I've always depended on the kindness of strangers
Wasn't that about drinking? If you include pure alcoholism, there would wayyy to many to mention!
Yes, and I guess suicide. But it seems the movies before that showed alcoholics in a comedic light.



This movie probably packed a wallop in 1945 but it hasn't held up well...a lot of over the top melodramatics almost to the point of being laughable.



I've always depended on the kindness of strangers
This movie probably packed a wallop in 1945 but it hasn't held up well...a lot of over the top melodramatics almost to the point of being laughable.
I just saw it again a few months ago.. I still loved it. I never thought about 1945. I just saw a tortured soul who used alcohol to numb the pain of being alive, but also the talent he had, and the potential that went to waste, but at least having a caring brother and a caring woman to help him out of the hole.



I think alcoholism definitely counts as a drug addiction, unless it's done for comic effect or it's a very minor character. The Days of Wine and Roses is an interesting study of addiction, not just the affect it has on the addict but on the people around them.

Depending on whether you're more interested in the drug aspect or the addiction aspect, there's plenty of good films where people are addicted to fame, money, beauty...lots of abstract things.



Ones I've come across, from the 50's & 60's, not previously mentioned:



Bigger Than Life - James Mason is a teacher than gets addicted to a painkiller (cant remember which one)

The Connection - The Blair Witch Project owes a bit to this film, of 'found footage' of junkies

Monkey On My Back - Supposedly based a real story about a former champion boxer addicted to morphine (I think?). While not exactly Raging Bull, does cover some similiar territory.
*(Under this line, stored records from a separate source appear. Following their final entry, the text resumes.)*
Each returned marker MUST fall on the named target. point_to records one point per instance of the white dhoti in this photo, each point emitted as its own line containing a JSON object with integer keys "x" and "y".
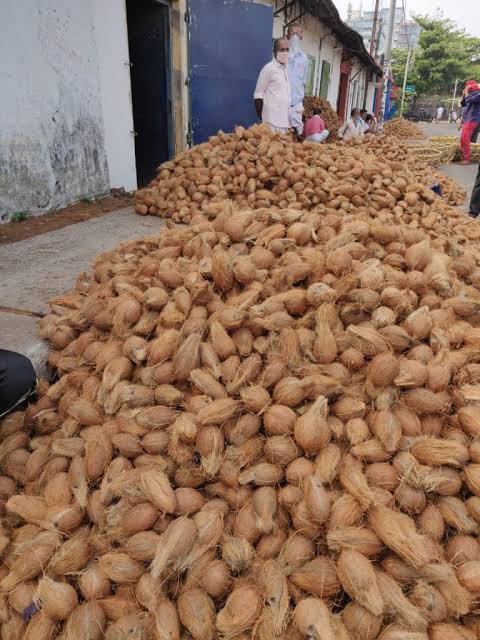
{"x": 318, "y": 137}
{"x": 296, "y": 118}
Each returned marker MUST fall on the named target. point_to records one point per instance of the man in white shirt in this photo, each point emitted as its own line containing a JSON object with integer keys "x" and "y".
{"x": 297, "y": 74}
{"x": 272, "y": 93}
Synanon - set mostly in a rehab facility, dealing mostly with heroin addiction. 28 Days reminded me of this film a bit - without the happy ending ofc.
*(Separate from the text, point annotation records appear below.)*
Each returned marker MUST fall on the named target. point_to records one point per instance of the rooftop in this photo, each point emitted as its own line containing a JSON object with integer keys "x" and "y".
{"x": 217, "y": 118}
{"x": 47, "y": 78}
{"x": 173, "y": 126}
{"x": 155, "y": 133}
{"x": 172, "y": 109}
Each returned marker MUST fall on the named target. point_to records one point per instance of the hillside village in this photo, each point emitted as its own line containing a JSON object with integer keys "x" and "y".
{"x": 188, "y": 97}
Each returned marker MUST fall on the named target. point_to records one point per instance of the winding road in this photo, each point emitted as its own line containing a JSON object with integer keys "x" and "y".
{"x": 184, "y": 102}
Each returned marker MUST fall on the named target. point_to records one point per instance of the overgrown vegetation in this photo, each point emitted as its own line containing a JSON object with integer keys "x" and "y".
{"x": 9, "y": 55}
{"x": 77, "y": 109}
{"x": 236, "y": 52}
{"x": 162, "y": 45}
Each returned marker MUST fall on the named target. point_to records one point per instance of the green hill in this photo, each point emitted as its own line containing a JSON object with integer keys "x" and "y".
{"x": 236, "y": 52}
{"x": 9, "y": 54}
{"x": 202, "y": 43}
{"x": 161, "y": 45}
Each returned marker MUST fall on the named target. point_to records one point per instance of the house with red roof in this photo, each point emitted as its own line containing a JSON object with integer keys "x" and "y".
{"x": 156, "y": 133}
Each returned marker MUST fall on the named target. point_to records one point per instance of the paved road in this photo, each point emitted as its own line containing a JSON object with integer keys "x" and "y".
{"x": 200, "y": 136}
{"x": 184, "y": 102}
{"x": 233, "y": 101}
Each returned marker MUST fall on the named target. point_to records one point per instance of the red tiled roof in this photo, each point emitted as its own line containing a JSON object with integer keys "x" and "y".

I remember Reefer Madness watching it with my Dad in our living room. Miss the old days..



The Man with the Golden Arm, if that counts as early.
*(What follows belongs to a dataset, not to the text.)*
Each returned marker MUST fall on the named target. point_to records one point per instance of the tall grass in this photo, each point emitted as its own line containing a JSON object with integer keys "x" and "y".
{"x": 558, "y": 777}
I've always depended on the kindness of strangers
The Man with the Golden Arm, if that counts as early.
Yeah, that was one of the first that came to my mind, so I started the thread naming that movie. I think the movie was successful because Frank Sinatra was in that role, because people liked him. I doubt they looked down on him after seeing him in that role, but I think they'd do that with many actors. I think Sinatra did it to add something to his resume that would show more than the usual.



[The Man With the Golden Arm]Yeah, that was one of the first that came to my mind, so I started the thread naming that movie. I think the movie was successful because Frank Sinatra was in that role, because people liked him. I doubt they looked down on him after seeing him in that role, but I think they'd do that with many actors. I think Sinatra did it to add something to his resume that would show more than the usual.
Preminger's movie was exceedingly daring for 1955. In fact they evidently had trouble getting a seal from MPAA. Showing what a drug addict went through while kicking heroin was not seen before in that era.

I remember the film vividly from the theater. My baby sitter (a guy) took me to see it when at the time I was 11 years old! Obviously I didn't understand all of it, but I got the idea, and knew the performances were good. The film was certainly ground breaking for its time. I've seen it several times since, and I understood it much better...



I thought The Man with the Golden Arm was pretty powerful stuff for the 1950's...I'm pretty sure Preminger had to make a lot of concessions to get the movie made, one of which I'm sure was the fact that the word "heroine" was never used. I don't think Sinatra has ever been better.